Berlin -- Berlin hosted the biggest crowd of Iranians outside their country Saturday in 43 years and reportedly about 80,000 to 100,000 joined the demonstration in a show of solidarity with protestors inside Iran.
They chanted slogans and held up signs with themes mostly about "freedom" and sang about women's rights, economic hardships, environmental issues, freedom of speech, and even the rights of the Afghan refugees in the country.
Many signs and slogans addressed the international community and demanding the west to stop signing any deal with the Islamic Republic.
Protests in Iran are entering its sixth week, sparked by the death of 22-year-old Mahsa Amini for allegedly not adhering to the strict dress code of the country. Amini later died in custody and her death brought thousands to the streets who were no longer just demanding justice for Amini, but also seeking to topple the regime and reclaiming their social and economic status.
At least 241 people have been killed in the protests as the US-based HRANA news agency reported. Iran education minister confirmed that many students are arrested and taken to the juvenile centers for "correction."
"I am here to amplify the voice of those protesting inside the country. They are doing the dangerous part of the job in protesting against the Islamic Republic which is facing bullets and batons," Maryam, 29, told ABC News. She is a student in Vienna, but did not want her full name to be mentioned for security reasons.
"Joining this protest was a call, I could not ignore," she said. "I wanted to tell my people they are not alone."
Many people had travelled into Berlin from across Germany and others joining from EU countries, the U.K. and Canada.
Different demonstrators from across the EU told ABC News Saturday in Berlin that they have given up their slightest hopes in the Islamic Republic.

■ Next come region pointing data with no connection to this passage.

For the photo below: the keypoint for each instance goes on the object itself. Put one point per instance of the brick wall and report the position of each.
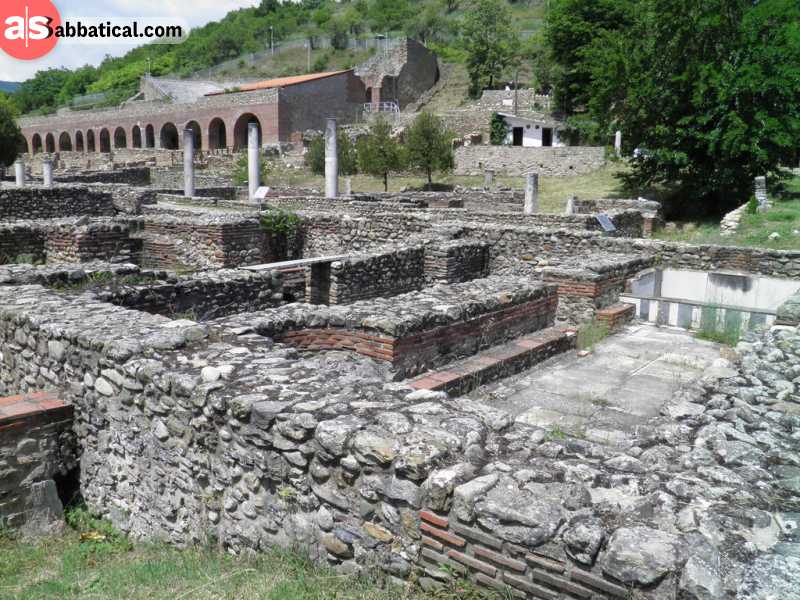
(36, 445)
(500, 565)
(53, 203)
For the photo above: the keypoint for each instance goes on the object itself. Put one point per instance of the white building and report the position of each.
(531, 133)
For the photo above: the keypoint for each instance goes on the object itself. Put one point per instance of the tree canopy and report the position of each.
(708, 91)
(429, 145)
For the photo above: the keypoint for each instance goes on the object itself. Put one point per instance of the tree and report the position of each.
(571, 27)
(429, 145)
(378, 153)
(10, 135)
(345, 152)
(709, 91)
(489, 40)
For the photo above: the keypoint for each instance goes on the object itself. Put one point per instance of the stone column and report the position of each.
(47, 172)
(532, 194)
(488, 178)
(570, 206)
(331, 161)
(19, 172)
(188, 163)
(253, 160)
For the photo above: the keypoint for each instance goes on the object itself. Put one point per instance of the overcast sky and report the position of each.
(195, 12)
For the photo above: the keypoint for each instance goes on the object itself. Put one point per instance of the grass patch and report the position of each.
(591, 333)
(754, 229)
(93, 560)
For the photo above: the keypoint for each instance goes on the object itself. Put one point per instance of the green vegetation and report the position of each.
(727, 333)
(92, 560)
(429, 146)
(345, 153)
(591, 333)
(378, 153)
(755, 229)
(10, 135)
(707, 90)
(490, 42)
(248, 30)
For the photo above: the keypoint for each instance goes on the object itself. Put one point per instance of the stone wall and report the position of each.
(104, 241)
(517, 161)
(254, 444)
(53, 203)
(200, 297)
(37, 446)
(416, 331)
(456, 261)
(382, 275)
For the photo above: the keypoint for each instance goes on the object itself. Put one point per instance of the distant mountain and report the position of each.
(9, 86)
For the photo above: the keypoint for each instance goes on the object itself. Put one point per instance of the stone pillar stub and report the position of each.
(531, 193)
(47, 172)
(253, 160)
(188, 163)
(488, 178)
(19, 172)
(331, 160)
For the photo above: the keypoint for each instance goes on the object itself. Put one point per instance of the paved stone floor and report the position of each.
(604, 396)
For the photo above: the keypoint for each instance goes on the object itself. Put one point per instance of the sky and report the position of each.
(71, 55)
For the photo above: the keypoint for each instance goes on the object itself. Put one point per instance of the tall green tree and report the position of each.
(572, 27)
(709, 90)
(429, 145)
(490, 41)
(10, 135)
(378, 153)
(345, 153)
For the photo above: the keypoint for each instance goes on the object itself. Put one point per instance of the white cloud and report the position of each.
(196, 12)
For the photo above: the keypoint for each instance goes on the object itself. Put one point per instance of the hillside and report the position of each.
(9, 87)
(340, 35)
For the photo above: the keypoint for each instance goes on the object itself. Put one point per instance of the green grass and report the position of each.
(754, 230)
(553, 191)
(92, 560)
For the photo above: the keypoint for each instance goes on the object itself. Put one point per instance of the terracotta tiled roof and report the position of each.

"We hope people in the west hear us and put their governments under pressure to stop dealing with this regime," Soheil, told ABC News, who traveled from Rome to join the march. Soheil did not give his full name for security reasons.
"I do not recognize this regime as my representative. And look around, you can't find anyone here who doesn't share this with me," he said.
One of the major figures attending and speaking at the demonstration in Berlin was Hamed Esmaeilion, the speaker of the families of the Ukrainian flight victims and has already mobilized tens of thousands of Iranians across the globe to rally in solidarity with the protests at home.
Explaining about the massive support for the protests at home by Iranian expatriates, Esmaeilion told ABC News that "borders" do not work anymore.
"Over 40 years, Islamic Republic of Iran has tried to shape this narrative, that there is a big difference between in and out. But now you don't see that," he said. "The emperor of fear has come to an end."
Esmaeilion also asked the West to stop negotiating with the regime and called on them to treat Islamic Republic officials as they treat Russian oligarchs.
"I am pro targeted sanctions on the perpetrators of the crimes," he clarified and asked the western countries to "expel ambassadors of the Islamic Republic of Iran from the free world."
Esmaeilion opened his public speech for the protestors with "We all have a dream," reminding everyone of Martin Luther King's speech.
Narrating the "dream," Esmaeilion listed many of the protestors' demands, from ending suppression against prisoners of conscience, political activists, members of LGBTQ community, journalists, teachers and workers and students.
"In this dream… no one gives weapons to Putin to kill Ukrainians," he said. "And this dream comes true only with toppling the Islamic Republic."